A huge prehistoric bone that once belonged to either a straight-tusked elephant or an extinct mammoth has been discovered by two fossil-hunting brothers Joe and Luke Ferguson, who found a 1-metre humerus bone near Brighstone Bay on the southwest coast of the UK's Isle of Wight, the BBC reported Friday.
According to the report, the brothers sent Dr Martin Munt, curator and general manager at the Dinosaur Isle Museum in Sandown on the Isle of Wight, pictures of their discovery to identify the bone. Munt said the bone, which weighs about 25-30 kg, seemed to be either a straight-tusked elephant or a mammoth humerus, and estimated it was between 10,000 and 125,000 years old.
"Bones of both types of elephant have been found before in the gravels that cap the cliff along the Island's south-west coast. It is a particularly good example, and looks to be almost complete. The preservation and location of the find makes it unique", he said. "I was very excited when I saw the pictures that Luke shared with me, owing to the rarity of the find".

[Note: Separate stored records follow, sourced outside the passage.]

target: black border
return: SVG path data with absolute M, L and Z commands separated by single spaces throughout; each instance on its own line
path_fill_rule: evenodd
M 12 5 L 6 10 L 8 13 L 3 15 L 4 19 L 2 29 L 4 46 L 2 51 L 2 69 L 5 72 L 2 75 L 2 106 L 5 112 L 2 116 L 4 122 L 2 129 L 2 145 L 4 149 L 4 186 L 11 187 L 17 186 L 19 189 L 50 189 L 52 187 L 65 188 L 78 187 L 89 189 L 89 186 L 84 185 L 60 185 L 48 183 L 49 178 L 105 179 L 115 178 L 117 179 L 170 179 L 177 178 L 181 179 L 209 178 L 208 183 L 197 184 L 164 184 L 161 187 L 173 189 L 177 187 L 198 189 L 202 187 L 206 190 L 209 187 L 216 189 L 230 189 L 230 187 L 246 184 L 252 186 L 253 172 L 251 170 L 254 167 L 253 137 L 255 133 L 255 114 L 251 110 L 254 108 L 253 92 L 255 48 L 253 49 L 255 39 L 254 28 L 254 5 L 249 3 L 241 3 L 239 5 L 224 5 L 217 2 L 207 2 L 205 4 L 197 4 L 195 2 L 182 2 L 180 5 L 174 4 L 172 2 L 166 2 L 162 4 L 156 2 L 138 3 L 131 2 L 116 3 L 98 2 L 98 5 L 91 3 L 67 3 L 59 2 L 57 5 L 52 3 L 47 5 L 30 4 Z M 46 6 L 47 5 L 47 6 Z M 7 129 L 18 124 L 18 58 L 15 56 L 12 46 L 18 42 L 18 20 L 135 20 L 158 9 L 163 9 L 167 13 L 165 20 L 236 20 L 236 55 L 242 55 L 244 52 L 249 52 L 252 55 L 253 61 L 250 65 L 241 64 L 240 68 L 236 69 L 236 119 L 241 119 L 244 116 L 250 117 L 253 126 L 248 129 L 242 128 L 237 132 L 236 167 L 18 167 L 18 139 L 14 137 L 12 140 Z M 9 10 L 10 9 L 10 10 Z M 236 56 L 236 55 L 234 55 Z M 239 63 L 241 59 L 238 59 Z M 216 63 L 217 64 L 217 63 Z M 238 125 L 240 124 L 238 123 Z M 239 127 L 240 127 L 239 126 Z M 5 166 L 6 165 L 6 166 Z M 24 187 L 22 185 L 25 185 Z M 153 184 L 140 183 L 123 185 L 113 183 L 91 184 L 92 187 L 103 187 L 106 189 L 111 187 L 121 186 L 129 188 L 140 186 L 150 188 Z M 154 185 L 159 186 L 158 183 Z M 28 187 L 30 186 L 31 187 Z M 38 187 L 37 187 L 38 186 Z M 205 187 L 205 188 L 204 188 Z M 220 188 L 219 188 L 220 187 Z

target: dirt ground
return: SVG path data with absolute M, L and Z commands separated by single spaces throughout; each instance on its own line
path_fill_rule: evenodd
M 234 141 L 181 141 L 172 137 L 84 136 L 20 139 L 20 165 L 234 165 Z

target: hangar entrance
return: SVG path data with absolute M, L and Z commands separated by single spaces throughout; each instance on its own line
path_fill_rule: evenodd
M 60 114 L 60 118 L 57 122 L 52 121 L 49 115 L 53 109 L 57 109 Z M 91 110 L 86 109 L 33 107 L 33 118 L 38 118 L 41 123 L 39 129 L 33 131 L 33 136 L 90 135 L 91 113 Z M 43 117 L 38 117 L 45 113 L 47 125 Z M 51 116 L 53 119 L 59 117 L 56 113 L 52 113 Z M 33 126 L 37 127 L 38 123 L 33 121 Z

The Ferguson brothers have been fossil hunting since they were kids and have built up an impressive collection, but this latest discovery is their best yet.
"It is honestly the find of a lifetime. It doesn't get better than that", he concluded.
The straight-tusked elephant is an extinct elephant species that inhabited Europe and Western Asia during the Middle and Late Pleistocene. Recovered species have achieved heights of up to 4-4.2 metres and weights of an estimated 11.3-15 tonnes.
As for mammoths, they went extinct about 4,000 years ago.